To evaluate dopamine dynamics during sucrose self-administration, we injected mice (N = 9 male) with the dopamine biosensor dLight1.3b in the NAc and performed fiber photometry while they performed sucrose self-administration on an FR5 schedule (Fig. 5I). The conditioned stimulus that signaled reward delivery elicited a transient dopamine increase (Fig. 5J, K) that lasted 1.1 ± 0.5 s (Fig. 5K, L). In the following session the mice were pretreated with esketamine (10 mg/kg, i.p.) five minutes before the start of the session. The mice that were administered esketamine also showed a transient increase in extracellular dopamine upon achievement of a reward (1.2 ± 0.5 s, paired t(8) = 0.81, p = 0.44, vs Saline condition).
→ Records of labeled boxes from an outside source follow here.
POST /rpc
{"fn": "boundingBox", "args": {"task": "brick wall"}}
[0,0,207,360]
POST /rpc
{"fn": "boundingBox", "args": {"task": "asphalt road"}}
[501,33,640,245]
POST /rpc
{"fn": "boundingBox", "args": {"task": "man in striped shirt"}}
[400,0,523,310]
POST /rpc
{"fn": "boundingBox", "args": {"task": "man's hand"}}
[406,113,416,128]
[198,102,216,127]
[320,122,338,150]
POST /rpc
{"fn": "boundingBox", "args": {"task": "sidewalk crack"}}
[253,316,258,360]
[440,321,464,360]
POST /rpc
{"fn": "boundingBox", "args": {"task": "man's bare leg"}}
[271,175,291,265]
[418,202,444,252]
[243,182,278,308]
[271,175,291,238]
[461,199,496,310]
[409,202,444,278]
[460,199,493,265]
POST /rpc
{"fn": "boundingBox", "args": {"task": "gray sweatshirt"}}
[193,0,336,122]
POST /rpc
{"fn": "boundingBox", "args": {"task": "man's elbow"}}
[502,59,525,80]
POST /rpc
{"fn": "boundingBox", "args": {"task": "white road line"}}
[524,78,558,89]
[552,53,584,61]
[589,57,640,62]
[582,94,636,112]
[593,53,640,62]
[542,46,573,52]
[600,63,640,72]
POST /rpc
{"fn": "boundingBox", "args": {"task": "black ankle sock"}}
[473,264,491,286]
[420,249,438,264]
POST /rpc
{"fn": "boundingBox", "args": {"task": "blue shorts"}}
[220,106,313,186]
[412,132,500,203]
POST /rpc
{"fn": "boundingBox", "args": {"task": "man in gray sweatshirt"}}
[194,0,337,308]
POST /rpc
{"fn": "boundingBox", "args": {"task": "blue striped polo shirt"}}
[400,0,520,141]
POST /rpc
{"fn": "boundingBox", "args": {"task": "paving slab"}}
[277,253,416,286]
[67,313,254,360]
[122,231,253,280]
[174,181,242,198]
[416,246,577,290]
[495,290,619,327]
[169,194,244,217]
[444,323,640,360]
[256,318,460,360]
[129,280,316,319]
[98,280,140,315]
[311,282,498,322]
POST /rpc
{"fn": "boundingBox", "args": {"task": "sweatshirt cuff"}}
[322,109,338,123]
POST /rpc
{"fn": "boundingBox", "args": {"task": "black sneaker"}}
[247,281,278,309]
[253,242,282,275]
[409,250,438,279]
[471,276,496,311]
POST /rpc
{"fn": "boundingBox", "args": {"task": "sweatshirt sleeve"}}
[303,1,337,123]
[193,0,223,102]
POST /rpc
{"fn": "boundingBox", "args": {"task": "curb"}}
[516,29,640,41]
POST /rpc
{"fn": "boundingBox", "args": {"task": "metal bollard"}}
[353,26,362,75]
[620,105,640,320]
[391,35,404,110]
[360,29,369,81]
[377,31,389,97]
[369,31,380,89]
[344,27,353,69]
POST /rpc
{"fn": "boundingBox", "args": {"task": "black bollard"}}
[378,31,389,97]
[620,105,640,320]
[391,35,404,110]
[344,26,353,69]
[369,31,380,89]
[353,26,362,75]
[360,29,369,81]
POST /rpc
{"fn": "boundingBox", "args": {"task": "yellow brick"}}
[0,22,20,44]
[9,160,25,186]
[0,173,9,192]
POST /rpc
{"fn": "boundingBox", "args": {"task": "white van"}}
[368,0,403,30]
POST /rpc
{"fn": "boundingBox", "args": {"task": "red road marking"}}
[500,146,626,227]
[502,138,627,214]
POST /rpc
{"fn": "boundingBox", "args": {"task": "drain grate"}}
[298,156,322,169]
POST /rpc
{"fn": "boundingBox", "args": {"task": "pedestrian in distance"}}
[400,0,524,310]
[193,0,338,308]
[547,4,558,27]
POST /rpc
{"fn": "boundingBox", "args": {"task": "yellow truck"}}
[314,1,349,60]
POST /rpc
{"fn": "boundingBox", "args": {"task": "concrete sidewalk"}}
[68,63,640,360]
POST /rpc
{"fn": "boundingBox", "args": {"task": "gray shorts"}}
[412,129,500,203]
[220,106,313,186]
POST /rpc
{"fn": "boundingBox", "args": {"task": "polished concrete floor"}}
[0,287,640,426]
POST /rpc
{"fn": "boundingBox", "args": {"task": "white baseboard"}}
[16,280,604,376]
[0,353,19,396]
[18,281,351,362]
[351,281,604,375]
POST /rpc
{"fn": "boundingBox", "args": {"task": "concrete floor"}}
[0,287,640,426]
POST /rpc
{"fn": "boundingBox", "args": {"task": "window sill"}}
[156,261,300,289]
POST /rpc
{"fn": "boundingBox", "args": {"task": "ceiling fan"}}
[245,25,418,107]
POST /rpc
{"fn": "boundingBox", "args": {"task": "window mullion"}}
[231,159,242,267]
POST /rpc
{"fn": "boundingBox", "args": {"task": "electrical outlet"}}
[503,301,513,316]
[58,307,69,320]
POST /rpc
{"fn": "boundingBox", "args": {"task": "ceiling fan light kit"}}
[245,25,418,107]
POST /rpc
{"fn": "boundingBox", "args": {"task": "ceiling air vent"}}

However, the amplitude of the dopamine transient was reduced by ~50% (ratio paired t(8) = 4.54, p = 0.0019, Fig. 5M). Consequently, the AUC of this dopamine transient in the animals treated with esketamine was also reduced by ~65% (ratio paired t(8) = 4.88, p = 0.0012, Fig. 5N). Overall, this data suggests that despite the higher dopaminergic activity elicited by esketamine in other experimental procedures, esketamine impairs reward-evoked dopaminergic activity.